The Clinton administration's emphasis on lender compliance with fair housing laws is neither an empty campaign promise nor a spring wind that will soon diminish.

The emphasis has created a shift in congressional and public sentiment in favor of strong enforcement of existing laws and support for stronger laws in Congress that tried-and-true methods of lobbying will not deflect.

The consumer lobby, after years in the wilderness, has developed the upper hand. And, like other groups that have operated On the fringes, it has learned its lessons well, getting to know the right people as well as how the levers of power operate.

Of greater concern to mortgage lenders. these diverse groups have developed a united strategy that is using Clinton administration advocates of fair lending, such as new comptroller of the Currency Eugene A. Ludwig, as a lever to force more conservative agencies, such as the Federal Reserve Board and the Federal Deposit Insurance Corp., to get on the bandwagon. The Federal Trade Commission and the Department of Justice, both of which have compliance with fair lending laws as a responsibility, are also likely to be prodded to get more involved.

Moreover, the question is being raised as to whether emphasis on fair lending will take away from the primary role of regulators, supervising institutions and facilitating profitability.

For lenders, the implications are obvious. Examinations will be pervasive and the use of "testers" to evaluate lender compliance with fair housing and credit laws, rejected by banking agencies as distasteful and to some extent unfair, will be expanded. That means that compliance with rules and laws should be a priority of management. And it also means that an institution doesn't want to be the first to be caught. Witness what happened to the Bank of Boston in the mild-1980s when compliance with money laundering laws became the priority of the U.S. government.

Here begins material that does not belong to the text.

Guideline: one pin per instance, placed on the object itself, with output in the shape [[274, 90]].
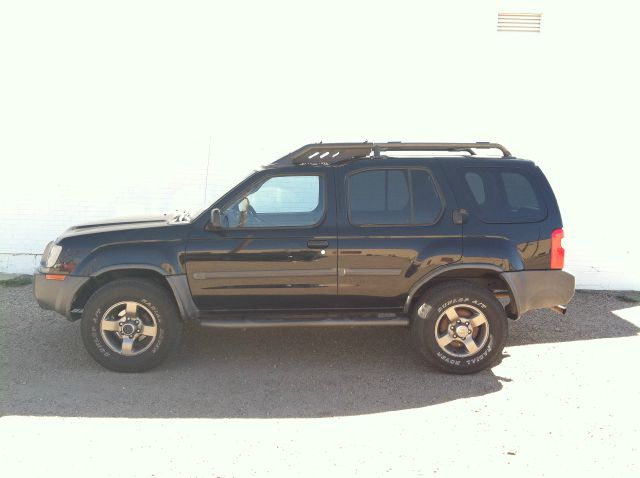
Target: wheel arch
[[149, 272], [488, 276]]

On Tuesday, for example, the Department of Housing and Urban Development announced that the agency and the Office of the Comptroller of the Currency were entering into a joint effort to use testers to evaluate lender compliance with fair housing and credit laws. Ludwig said Wednesday that in developing the pilot program. the two agencies would consult with HUD, community groups, bank regulators and the Department of Justice to develop an appropriate program.

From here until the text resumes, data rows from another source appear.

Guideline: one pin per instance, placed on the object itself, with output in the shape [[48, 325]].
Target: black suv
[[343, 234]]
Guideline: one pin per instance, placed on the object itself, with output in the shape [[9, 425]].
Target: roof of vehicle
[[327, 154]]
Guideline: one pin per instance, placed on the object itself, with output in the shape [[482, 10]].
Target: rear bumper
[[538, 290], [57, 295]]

Ludwig calls gaining lender compliance with fair housing and credit laws "my first goal" as comptroller, adding that Treasury Secretary Lloyd Bentsen, his boss, is "solidly behind me." Ludwig said his reasoning "is that discrimination is not only morally repugnant, it is also destructive."

He noted that the OCC has "fallen short" of its responsibility of enforcing compliance with fair housing and credit laws by banks. To improve measurement of compliance, testers will be used to determine if loan applicants get equal treatment. Bank examiners, armed with new guidelines, will scrutinize bank and bank subsidiary records, Ludwig said.

At the same time, new measurements are being developed.

Ludwig said OCC officials are developing a statistical model to help examiners measure bank and bank subsidiary compliance. The model will be used to assist the agency in identifying the bank loan files examiners should look at to ensure compliance; to assist the agency in targeting banks for fair housing and credit examinations; and to assist the agency in finding institutions that are giving disparate treatment to customers based on race, gender or other factors.

He called the HUD-OCC pilot program on testing "the perfect combination of interest and expertise," and said the agencies will share techniques, data and other information to ensure compliance.

The fact that the Senate Banking Committee and a subcommittee of the House Banking Committee were simultaneously holding hearings Wednesday on legislative proposals on different aspects of mortgage lending was not coincidental but illustrative of the new environment.